In the profound and often turbulent nexus of ethnomusicology and electronic synthesis, the project Mai Mai Mai has long acted as a conduit for the ghosts of the Mediterranean. With the release of ‘Karakoz,’ this exploration takes a turn toward the visceral and the sacred, documenting a journey through Palestine that is as much a sonic excavation as it is a creative statement. Recorded between the Radio Atheer Studio in Ramallah and the Wonder Cabinet in Bethlehem, the album is a consummate realization of decontextualization, where archival recordings from the Popular Art Center meet cutting-edge electronic modularity to form a bridge across time and trauma.

The record opens with the devastating clarity of “Grief,” featuring the vocals of Maya Al Khaldi. Singing a traditional Palestinian grief chant, Al Khaldi’s voice is met by the rhythmic weight of a Moog Subsequent 37 and beats that feel like an externalization of a heavy heart. The production, handled by Mai Mai Mai alongside Filippo Brancadoro, ensures that the electronics do not overshadow the cultural weight of the vocal, but rather provide a modern vessel for its ancient sorrow. This leads into “Karakoz,” which utilizes a 2020 recording from Tulkarem. Here, the traditional textures of the buzuq played by Karam Fares and percussion by Jihad Shouibi are fractured by the alien effects of the SOMA Terra. The result is a sound that feels simultaneously rooted in the soil and drifting through a digital ether.

One of the album’s most transcendent moments occurs on “Echoes of the Harvest,” where a 1997 archive recording of Hajja Badriya is paired with the contemporary saxophone of Alabaster DePlume. The Buchla Electric Music Box provides a shimmering, unstable backdrop that allows DePlume’s horn to dance around the historical vocal lines. It is a stunning display of temporal collapse, where the labor of the past is honored through the experimental language of the present. This sense of continuity is echoed in “Old Poem Made of Sand,” which resurrects a 1999 recording of a rubab and poem from Beit Ur. Augmented by the iconic pulse of a Roland TR-808 and more SOMA Terra interventions, the track reimagines traditional storytelling as a futurist epic.

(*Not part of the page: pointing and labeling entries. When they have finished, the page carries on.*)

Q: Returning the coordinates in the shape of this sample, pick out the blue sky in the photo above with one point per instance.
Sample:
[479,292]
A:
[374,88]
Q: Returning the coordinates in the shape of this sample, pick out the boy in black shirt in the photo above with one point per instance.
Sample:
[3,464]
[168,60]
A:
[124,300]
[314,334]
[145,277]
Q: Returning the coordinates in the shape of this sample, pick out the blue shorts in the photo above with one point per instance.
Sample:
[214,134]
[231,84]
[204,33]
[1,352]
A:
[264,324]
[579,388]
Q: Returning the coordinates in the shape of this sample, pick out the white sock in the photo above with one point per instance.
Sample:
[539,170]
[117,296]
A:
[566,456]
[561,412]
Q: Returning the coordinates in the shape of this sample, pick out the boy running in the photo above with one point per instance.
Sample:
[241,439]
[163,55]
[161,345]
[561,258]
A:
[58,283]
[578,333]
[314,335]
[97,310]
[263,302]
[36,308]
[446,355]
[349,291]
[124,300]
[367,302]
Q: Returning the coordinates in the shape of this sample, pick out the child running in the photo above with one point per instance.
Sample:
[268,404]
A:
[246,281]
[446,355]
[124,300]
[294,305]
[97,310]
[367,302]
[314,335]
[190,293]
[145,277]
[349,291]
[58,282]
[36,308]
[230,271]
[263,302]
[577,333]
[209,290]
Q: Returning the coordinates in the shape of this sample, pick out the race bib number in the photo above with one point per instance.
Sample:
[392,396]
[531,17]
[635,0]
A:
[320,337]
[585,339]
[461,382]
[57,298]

The second half of the record shifts into the vibrant, often chaotic energy of the Palestinian landscape. “Dawn of the Cremisan Valley,” featuring the vocals of Julmud, offers a sharp, modern edge that reflects the contemporary resistance and creative fire of the region. This is followed by “Jinn of the Bethlehem Souk,” a track that incorporates field recordings taken by Mai Mai Mai in early 2024. The piercing, hypnotic mijwiz flute of Ussama Abu Ali cuts through the Moog-driven atmosphere, recreating the sensory overload of the Bethlehem market. It is a piece that captures the spirit of a place that remains stubbornly alive despite the pressures of history.

The album concludes with “Wandering Through the Crowded Paths of Al-Hisba,” a sprawling composition that utilizes the Moog Werkstatt and field recordings from the Al-Hisba market in Ramallah. The inclusion of a 1998 archive recording of Abu Hussein playing the yarghul flute provides a final, haunting link to Nazareth. Mixed by Brancadoro and mastered by Giuseppe Tillieci at Enisslab, the album maintains a tactile, physical quality that honors the grit of the field recordings while polishing the electronics to a high sheen.

‘Karakoz’ is an essential document of sonic solidarity. By weaving the voices of the past into the frequency-rich textures of the present, Mai Mai Mai has created a work that refuses to let memory fade. It is an intelligent, deeply moving exploration of what it means to carry a culture forward through the machine, proving that even in the face of immense struggle, the harvest of the human spirit continues to echo.